September 15, 2020
According to the draft bill of the BMF for the Annual Tax Act 2020 of 17.07.2020, it could be assumed that capital investments which are economically comparable with certificates and which are aimed at a payment in kind - e.g. the delivery of gold or other precious metals - are to be subject to the final withholding tax in the future. This idea for a further tightening of taxes on income from capital assets, which according to reports was initiated by the SPD, will hopefully not be implemented after all. The change in § 20 para. 1 No. 7 EStG envisaged in the draft bill is no longer included in the government draft for the Annual Tax Act 2020 (Drucks. 503/20 of 03.09.2020).
The tax advantage for so-called “paper gold” will therefore in all likelihood remain unchanged.
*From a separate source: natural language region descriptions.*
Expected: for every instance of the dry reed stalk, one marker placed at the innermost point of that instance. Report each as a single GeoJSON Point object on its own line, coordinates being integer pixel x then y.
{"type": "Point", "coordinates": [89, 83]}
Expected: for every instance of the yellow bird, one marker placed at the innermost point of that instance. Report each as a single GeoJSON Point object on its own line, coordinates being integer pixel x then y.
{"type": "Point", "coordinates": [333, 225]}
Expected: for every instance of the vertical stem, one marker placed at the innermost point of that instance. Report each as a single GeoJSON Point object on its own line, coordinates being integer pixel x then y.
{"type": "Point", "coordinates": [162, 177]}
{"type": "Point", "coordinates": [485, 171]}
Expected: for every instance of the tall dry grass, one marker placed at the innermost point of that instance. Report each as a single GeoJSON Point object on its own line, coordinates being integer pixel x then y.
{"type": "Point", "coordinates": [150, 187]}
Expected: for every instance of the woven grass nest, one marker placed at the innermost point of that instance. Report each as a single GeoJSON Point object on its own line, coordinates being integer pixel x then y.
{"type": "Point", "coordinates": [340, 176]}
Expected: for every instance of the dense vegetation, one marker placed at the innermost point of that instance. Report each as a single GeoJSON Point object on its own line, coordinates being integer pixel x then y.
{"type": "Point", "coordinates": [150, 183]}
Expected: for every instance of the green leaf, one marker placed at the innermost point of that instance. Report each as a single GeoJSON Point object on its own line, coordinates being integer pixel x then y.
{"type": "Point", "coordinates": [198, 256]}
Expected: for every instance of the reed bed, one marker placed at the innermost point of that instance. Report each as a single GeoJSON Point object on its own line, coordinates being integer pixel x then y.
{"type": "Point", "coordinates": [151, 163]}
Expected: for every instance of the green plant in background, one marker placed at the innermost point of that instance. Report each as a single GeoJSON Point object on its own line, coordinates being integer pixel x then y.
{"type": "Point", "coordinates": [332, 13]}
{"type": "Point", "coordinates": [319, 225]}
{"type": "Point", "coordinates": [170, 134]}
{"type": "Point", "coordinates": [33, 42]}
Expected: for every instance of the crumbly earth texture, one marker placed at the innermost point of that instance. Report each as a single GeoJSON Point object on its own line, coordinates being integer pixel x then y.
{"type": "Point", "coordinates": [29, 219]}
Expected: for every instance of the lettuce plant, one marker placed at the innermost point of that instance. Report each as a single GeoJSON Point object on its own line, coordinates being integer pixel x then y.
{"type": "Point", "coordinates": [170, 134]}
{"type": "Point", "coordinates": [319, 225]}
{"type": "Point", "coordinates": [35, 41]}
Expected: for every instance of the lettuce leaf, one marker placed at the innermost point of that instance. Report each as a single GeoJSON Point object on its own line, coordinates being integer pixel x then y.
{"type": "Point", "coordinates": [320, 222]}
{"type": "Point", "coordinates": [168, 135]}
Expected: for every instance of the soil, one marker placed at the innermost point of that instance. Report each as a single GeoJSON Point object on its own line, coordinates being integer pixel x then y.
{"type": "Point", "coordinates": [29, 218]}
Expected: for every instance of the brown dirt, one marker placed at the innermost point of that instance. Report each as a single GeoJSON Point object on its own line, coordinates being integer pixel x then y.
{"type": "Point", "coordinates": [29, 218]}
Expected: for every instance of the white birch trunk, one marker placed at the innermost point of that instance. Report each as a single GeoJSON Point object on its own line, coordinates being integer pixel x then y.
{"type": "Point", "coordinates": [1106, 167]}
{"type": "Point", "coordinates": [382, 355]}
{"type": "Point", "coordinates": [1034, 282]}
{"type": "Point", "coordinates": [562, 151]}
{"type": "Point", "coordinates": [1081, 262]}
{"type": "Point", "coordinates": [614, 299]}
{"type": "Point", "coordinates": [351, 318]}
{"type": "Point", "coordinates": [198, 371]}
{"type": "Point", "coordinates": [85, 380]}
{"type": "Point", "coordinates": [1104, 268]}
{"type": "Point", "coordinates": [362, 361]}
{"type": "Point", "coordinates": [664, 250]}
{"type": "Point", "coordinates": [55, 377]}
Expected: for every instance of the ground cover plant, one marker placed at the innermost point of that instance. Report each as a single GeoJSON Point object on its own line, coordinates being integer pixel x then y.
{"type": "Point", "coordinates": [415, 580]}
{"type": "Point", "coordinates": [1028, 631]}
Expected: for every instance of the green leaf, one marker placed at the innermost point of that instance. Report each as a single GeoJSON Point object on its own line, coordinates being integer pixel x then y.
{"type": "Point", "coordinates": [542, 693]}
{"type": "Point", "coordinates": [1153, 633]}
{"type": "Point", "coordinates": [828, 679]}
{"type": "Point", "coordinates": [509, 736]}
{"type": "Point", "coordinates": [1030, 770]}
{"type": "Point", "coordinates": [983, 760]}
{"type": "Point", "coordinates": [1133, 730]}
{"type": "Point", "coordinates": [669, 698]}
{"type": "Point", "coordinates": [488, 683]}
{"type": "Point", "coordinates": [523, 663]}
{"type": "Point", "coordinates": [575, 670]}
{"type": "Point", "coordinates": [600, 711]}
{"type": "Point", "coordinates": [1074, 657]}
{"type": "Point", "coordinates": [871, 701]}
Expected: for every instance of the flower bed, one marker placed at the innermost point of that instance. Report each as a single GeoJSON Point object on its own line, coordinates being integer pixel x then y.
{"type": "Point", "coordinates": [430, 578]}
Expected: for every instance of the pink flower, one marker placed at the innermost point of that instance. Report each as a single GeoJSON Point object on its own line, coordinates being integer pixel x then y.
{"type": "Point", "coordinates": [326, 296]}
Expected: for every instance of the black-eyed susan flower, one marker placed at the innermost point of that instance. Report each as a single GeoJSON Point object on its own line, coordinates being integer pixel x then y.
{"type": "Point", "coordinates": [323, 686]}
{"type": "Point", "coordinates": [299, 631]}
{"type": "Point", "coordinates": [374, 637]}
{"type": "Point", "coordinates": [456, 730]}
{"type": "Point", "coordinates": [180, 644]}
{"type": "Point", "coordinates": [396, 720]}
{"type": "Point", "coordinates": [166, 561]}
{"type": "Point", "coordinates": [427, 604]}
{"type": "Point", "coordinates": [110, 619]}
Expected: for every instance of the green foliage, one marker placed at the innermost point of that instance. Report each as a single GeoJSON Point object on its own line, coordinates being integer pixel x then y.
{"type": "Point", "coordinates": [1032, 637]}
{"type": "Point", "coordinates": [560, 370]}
The original proposal was in line with the basic tax ideas of the current Federal Minister of Finance, Olaf Scholz, also in connection with the planned financial transaction tax, which would not be content with merely recording securities transactions by professional financial players that endanger the market, but would also affect small investors who are making their own efforts to provide for their private retirement in an increasingly complex financial world. In the case of Xetra-Gold and comparable certificates, which are held by institutional investors, asset managers and family offices, but also to a large extent by private investors, the latter group in particular is not interested in a “quick return”, but primarily in asset protection - a legitimate and increasingly important goal in our view.
Against this backdrop, the about-turn emerging with the government draft is a sensible step. Apart from that, the classification of Xetra-Gold as a capital claim, as it was based on in the BMF’s draft bill, was factually wrong from a tax system perspective.